BIS Adds Twenty-Six to Entity List, Removes Two
On October 21, 2024, the Department of Commerce, Bureau of Industry and Security (BIS) published a rule (89 FR 84460) adding twenty-six entries to the Entity List. The new additions are located in:
- People's Republic of China (China) (6)
- Egypt (1)
- Pakistan (16)
- United Arab Emirates (UAE) (3)
BIS also published a press release on these additions. Reasons for addition to the Entity List were based on "violations of export controls, involvement in weapons programs of concern, and evasion of U.S. sanctions and export controls on Russia and Iran."
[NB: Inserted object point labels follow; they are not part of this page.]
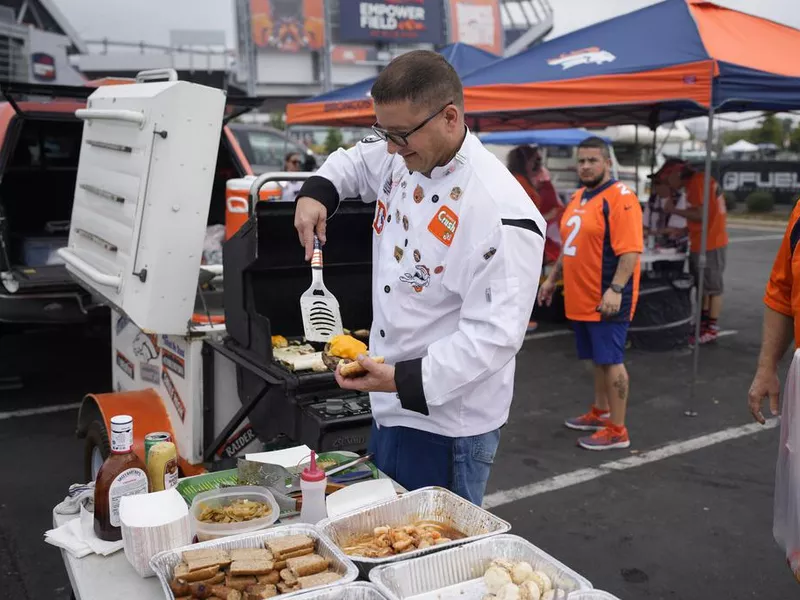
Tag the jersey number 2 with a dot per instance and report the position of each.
(575, 222)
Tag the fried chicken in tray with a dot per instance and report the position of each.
(389, 541)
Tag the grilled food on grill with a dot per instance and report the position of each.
(345, 349)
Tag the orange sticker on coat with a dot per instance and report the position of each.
(443, 225)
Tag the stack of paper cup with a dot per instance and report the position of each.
(153, 523)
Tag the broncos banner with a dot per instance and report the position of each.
(395, 21)
(288, 25)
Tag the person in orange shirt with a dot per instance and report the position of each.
(682, 177)
(602, 232)
(781, 320)
(524, 162)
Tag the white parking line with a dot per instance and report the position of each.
(565, 480)
(754, 238)
(42, 410)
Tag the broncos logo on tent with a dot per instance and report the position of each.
(586, 56)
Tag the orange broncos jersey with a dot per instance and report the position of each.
(782, 295)
(717, 214)
(596, 228)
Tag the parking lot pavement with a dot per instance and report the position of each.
(641, 533)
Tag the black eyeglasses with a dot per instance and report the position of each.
(401, 139)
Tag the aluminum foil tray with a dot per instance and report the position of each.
(458, 573)
(359, 590)
(164, 563)
(426, 504)
(591, 595)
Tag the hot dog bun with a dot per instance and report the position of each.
(354, 369)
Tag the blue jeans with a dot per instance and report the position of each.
(417, 459)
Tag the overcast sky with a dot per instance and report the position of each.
(151, 20)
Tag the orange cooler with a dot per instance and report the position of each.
(236, 201)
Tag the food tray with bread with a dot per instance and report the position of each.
(487, 569)
(358, 590)
(280, 562)
(416, 523)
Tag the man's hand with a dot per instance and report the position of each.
(378, 378)
(765, 383)
(609, 305)
(546, 290)
(310, 217)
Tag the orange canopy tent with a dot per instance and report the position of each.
(669, 61)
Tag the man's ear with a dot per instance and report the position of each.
(451, 114)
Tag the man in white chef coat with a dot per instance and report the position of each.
(457, 254)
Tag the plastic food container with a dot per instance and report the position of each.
(164, 563)
(458, 572)
(432, 504)
(224, 497)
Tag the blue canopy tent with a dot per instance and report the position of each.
(673, 60)
(540, 137)
(352, 105)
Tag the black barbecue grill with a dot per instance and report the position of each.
(265, 275)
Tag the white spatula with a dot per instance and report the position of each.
(321, 317)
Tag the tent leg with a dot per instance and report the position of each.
(701, 266)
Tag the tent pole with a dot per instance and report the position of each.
(701, 264)
(636, 164)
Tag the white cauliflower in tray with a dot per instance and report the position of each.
(521, 572)
(509, 592)
(495, 578)
(529, 590)
(543, 581)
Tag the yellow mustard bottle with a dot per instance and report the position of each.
(162, 466)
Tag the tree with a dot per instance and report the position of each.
(334, 140)
(770, 131)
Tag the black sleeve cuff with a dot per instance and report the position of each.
(322, 190)
(408, 379)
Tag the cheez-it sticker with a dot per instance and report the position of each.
(443, 225)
The Entity List, found at Supplement No. 4 to Part 744 of the Export Administration Regulations (EAR), restricts exports of U.S.-origin goods and technology to listed parties. For these additions, the restrictions create a license requirement with a presumption of denial for all exports, reexports, or transfers subject to the EAR. This includes items classified as EAR99 or other items that would otherwise be shipped No License Required, or NLR.
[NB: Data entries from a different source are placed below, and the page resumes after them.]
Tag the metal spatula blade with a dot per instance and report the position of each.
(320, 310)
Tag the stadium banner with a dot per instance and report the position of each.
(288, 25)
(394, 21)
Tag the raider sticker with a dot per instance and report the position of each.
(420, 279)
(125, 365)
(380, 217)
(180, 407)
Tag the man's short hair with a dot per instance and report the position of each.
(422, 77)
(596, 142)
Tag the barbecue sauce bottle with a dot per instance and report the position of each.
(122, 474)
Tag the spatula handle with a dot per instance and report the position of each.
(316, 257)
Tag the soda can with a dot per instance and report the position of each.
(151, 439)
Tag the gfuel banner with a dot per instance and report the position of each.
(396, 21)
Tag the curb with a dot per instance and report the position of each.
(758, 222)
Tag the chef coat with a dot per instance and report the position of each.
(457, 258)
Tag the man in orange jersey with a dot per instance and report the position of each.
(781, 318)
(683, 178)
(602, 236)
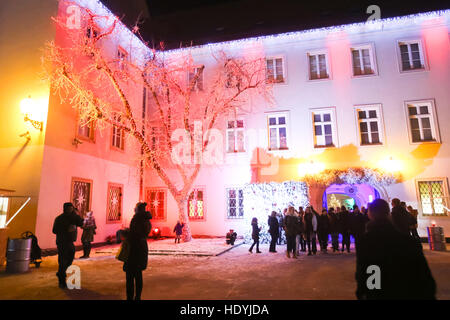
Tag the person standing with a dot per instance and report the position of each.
(87, 236)
(401, 219)
(403, 270)
(333, 229)
(344, 226)
(140, 227)
(413, 226)
(65, 228)
(301, 236)
(273, 231)
(323, 230)
(310, 223)
(291, 230)
(359, 225)
(178, 229)
(255, 235)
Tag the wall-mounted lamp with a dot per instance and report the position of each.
(390, 165)
(76, 142)
(310, 168)
(26, 135)
(29, 110)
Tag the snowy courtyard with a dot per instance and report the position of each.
(203, 269)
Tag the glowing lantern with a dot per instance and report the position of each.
(33, 112)
(390, 165)
(310, 168)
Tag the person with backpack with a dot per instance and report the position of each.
(178, 229)
(137, 256)
(333, 229)
(291, 229)
(87, 236)
(255, 235)
(273, 231)
(323, 230)
(65, 228)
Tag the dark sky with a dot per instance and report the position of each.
(182, 23)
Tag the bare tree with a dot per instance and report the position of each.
(101, 85)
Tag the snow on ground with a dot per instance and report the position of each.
(235, 274)
(196, 247)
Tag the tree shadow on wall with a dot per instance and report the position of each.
(269, 167)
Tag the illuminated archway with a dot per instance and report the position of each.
(349, 194)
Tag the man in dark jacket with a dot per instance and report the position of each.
(323, 230)
(274, 230)
(140, 227)
(344, 227)
(389, 264)
(334, 229)
(310, 220)
(65, 228)
(401, 218)
(291, 228)
(358, 225)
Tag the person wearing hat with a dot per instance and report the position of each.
(87, 237)
(65, 228)
(137, 260)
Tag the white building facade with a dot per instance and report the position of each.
(372, 95)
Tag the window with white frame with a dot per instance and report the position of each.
(433, 196)
(86, 131)
(363, 60)
(235, 203)
(195, 78)
(114, 203)
(4, 205)
(196, 204)
(318, 65)
(235, 136)
(421, 121)
(411, 55)
(369, 124)
(156, 199)
(117, 134)
(122, 57)
(278, 127)
(275, 70)
(324, 128)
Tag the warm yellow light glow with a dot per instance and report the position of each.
(390, 165)
(33, 109)
(310, 168)
(26, 106)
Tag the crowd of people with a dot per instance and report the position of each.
(306, 229)
(383, 237)
(385, 240)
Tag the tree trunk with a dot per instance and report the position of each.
(183, 217)
(315, 193)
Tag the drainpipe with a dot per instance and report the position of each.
(141, 164)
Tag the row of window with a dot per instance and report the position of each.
(411, 57)
(87, 132)
(81, 197)
(432, 195)
(410, 54)
(421, 122)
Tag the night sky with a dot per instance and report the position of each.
(194, 22)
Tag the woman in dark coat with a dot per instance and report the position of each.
(334, 229)
(323, 229)
(255, 235)
(273, 230)
(138, 250)
(87, 237)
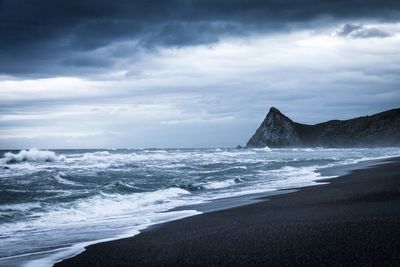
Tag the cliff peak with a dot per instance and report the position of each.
(277, 130)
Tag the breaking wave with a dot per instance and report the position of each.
(32, 155)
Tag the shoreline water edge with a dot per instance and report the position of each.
(342, 227)
(59, 253)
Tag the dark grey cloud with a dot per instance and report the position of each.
(47, 37)
(359, 31)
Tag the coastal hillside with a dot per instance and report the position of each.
(277, 130)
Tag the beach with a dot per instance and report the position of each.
(351, 220)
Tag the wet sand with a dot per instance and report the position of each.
(354, 220)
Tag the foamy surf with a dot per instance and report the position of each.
(65, 199)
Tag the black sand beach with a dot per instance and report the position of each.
(354, 220)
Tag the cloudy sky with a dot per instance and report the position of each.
(185, 73)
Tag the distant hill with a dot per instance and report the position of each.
(277, 130)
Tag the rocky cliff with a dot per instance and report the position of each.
(277, 130)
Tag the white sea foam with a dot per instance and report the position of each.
(60, 177)
(101, 208)
(33, 155)
(219, 184)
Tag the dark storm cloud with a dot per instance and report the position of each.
(359, 31)
(45, 37)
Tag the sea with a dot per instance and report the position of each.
(53, 203)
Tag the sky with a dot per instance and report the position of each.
(185, 73)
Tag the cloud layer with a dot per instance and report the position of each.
(79, 74)
(44, 38)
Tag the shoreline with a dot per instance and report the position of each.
(89, 255)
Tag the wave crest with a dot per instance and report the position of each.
(33, 155)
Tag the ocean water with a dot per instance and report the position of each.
(53, 203)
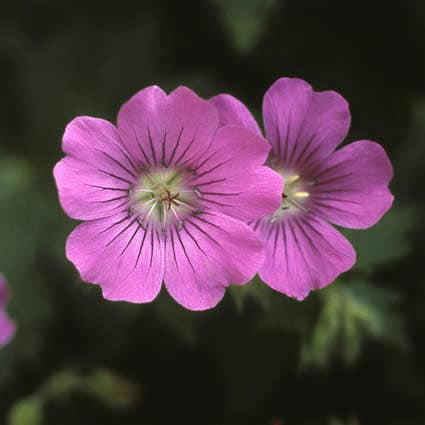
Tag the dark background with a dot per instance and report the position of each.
(352, 354)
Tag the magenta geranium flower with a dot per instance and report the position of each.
(347, 187)
(7, 326)
(165, 195)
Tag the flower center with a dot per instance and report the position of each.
(162, 196)
(294, 197)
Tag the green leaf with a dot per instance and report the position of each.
(28, 411)
(388, 240)
(255, 290)
(183, 323)
(353, 312)
(245, 20)
(410, 159)
(112, 389)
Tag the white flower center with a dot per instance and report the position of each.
(162, 196)
(294, 197)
BIS also took the less common step of removing two companies from the Entity List:
- Sandvine Incorporated (Canada, India, Japan, Malaysia, Sweden, and the UAE)
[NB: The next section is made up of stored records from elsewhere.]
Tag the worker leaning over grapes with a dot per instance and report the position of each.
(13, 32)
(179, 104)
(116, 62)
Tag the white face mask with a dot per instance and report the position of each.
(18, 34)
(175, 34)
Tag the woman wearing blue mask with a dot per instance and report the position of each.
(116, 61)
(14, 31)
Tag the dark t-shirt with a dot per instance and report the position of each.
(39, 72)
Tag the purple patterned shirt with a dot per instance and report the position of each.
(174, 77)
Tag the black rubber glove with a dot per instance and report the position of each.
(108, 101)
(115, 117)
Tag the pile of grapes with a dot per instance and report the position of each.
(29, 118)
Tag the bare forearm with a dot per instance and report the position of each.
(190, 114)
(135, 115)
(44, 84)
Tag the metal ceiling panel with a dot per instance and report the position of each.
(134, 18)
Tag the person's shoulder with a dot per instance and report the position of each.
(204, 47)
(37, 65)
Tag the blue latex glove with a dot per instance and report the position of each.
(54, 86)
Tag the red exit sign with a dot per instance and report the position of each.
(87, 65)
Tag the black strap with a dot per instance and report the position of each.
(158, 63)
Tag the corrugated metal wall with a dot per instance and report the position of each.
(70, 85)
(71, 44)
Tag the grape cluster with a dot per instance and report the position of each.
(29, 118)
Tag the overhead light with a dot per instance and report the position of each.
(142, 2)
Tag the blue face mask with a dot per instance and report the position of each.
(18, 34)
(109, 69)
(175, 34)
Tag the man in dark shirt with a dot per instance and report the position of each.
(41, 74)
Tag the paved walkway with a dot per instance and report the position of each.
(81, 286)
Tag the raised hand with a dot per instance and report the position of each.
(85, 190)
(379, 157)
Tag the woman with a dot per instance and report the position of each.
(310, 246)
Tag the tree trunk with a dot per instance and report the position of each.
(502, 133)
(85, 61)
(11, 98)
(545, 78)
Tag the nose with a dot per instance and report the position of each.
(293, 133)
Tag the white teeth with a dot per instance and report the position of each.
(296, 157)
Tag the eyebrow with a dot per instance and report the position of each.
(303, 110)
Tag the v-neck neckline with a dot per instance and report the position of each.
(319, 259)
- Hefei Bitland Information Technology Co. Ltd. (China)
A press release on the Sandvine removal cited corporate reforms to protect human rights:
Sandvine was added to the Entity List in February 2024 after its products were used to conduct mass web-monitoring and censorship and target human rights activists and dissidents, including by enabling the misuse of commercial spyware. It has since taken significant steps to address the misuse of its technology that can undermine human rights.
Over the past several months, Sandvine has overhauled its corporate structure, leadership, and business model. The company has pivoted to focus on servicing democracies committed to the protection of human rights. Sandvine’s actions include, amongst others: exiting non-democratic countries, with 32 already exited and an additional 24 countries in process; fostering deeper relationships with civil society; dedicating profits to the protection of rights; adding human rights experts to its new leadership team; vetting business decisions through the newly created Business Ethics Committee; and closely monitoring technology misuse in countries in which they plan to remain.